Menjawab serentetan pertanyaan yang mengemuka, Romo Benny secara lugas membedah satu – persatu secara sederhana namun mengena. “Membumikan Pancasila itu sudah tidak lagi dengan menghapal puluhan butir-butir nilai Pancasila. Namun salah satunya adalah dengan mendulang prestasi tinggi serta membangun solidaritas dan jejaring. PR kita bersama yaitu bagaimana bangsa Indonesia membangun peradaban dan menjadi generasi yang tercerahkan,” ujar Romo Benny dikutip dari lama kemlu.go.id.

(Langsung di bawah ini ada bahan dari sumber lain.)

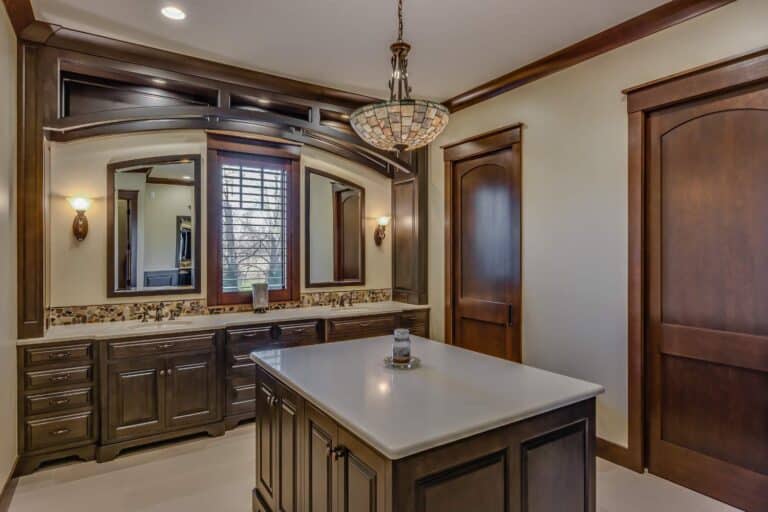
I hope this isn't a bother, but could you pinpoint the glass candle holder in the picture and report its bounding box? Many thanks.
[392,329,411,364]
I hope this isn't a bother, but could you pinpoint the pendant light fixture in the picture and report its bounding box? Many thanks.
[350,0,448,153]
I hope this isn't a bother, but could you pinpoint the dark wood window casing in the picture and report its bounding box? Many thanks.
[207,137,300,306]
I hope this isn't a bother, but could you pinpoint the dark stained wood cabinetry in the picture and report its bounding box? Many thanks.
[16,310,429,476]
[16,342,99,475]
[391,147,429,304]
[225,320,323,428]
[97,331,224,462]
[253,367,595,512]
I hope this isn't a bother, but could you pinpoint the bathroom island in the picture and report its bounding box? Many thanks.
[251,336,603,512]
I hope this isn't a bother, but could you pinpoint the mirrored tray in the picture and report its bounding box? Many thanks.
[384,356,421,370]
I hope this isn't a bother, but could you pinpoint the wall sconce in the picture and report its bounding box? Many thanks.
[373,217,389,245]
[67,197,91,242]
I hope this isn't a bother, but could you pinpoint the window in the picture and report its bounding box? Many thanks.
[208,144,299,305]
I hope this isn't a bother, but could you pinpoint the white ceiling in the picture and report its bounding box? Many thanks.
[32,0,666,100]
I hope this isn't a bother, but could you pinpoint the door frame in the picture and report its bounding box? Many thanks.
[608,47,768,473]
[440,123,523,345]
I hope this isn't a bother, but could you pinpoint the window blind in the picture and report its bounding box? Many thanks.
[220,157,288,293]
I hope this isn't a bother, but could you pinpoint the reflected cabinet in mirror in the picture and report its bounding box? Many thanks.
[304,167,365,288]
[107,155,200,297]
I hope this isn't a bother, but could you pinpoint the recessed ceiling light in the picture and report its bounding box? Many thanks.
[160,5,187,21]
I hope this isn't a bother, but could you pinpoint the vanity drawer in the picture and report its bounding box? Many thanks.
[327,315,397,341]
[274,321,322,346]
[400,310,429,338]
[24,387,93,416]
[24,343,93,367]
[24,365,93,391]
[24,411,94,451]
[227,325,272,345]
[107,332,216,359]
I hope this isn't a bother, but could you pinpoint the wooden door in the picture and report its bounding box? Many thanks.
[448,137,521,361]
[334,429,389,512]
[256,368,279,511]
[304,404,338,512]
[646,86,768,511]
[166,351,219,429]
[106,357,166,442]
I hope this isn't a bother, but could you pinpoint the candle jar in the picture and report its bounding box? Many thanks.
[392,329,411,364]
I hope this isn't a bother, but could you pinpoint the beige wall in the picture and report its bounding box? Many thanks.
[429,0,768,445]
[0,2,16,485]
[47,130,392,307]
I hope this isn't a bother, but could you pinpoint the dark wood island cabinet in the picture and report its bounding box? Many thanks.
[253,339,602,512]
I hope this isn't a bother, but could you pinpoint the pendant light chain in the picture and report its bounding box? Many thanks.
[350,0,449,154]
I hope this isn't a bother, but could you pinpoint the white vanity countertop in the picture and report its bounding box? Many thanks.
[251,336,604,460]
[16,301,429,346]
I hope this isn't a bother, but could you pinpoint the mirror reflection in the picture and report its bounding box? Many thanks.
[108,155,200,296]
[305,168,365,287]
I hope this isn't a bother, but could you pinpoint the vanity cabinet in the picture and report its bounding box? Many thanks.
[16,342,98,475]
[97,331,223,462]
[253,368,391,512]
[225,320,323,428]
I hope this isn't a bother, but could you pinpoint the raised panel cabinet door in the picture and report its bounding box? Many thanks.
[166,352,219,428]
[276,385,302,512]
[104,358,166,442]
[451,143,521,361]
[645,84,768,511]
[256,367,279,511]
[334,429,390,512]
[303,404,339,512]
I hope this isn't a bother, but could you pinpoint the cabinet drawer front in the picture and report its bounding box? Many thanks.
[24,343,93,367]
[227,325,272,345]
[24,411,93,451]
[25,387,93,416]
[24,365,93,390]
[107,332,216,359]
[275,321,321,345]
[328,315,397,341]
[400,311,429,336]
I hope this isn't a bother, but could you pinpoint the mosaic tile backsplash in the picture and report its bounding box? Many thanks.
[48,288,392,327]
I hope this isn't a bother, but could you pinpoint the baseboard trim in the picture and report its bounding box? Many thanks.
[597,437,645,473]
[0,457,19,512]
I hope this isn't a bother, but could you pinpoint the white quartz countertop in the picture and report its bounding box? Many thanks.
[16,301,429,346]
[251,336,604,460]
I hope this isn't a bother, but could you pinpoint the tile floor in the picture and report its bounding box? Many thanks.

Selain itu, Romo Benny juga menggarisbawahi tantangan media sosial yang banyak membuat kaum millennial menjadi terdisorientasi. “Kesadaran literasi digital masyarakat Indonesia harus diakui belum begitu tinggi. Serbuan berita hoax melalui media sosial masih belum bisa dikendalikan sepenuhnya. Untungnya sekarang mulai tumbuh komunitas millennial yang bertujuan memutus berita hoax yang menghujani media sosial di Tanah Air,” terang Romo Benny.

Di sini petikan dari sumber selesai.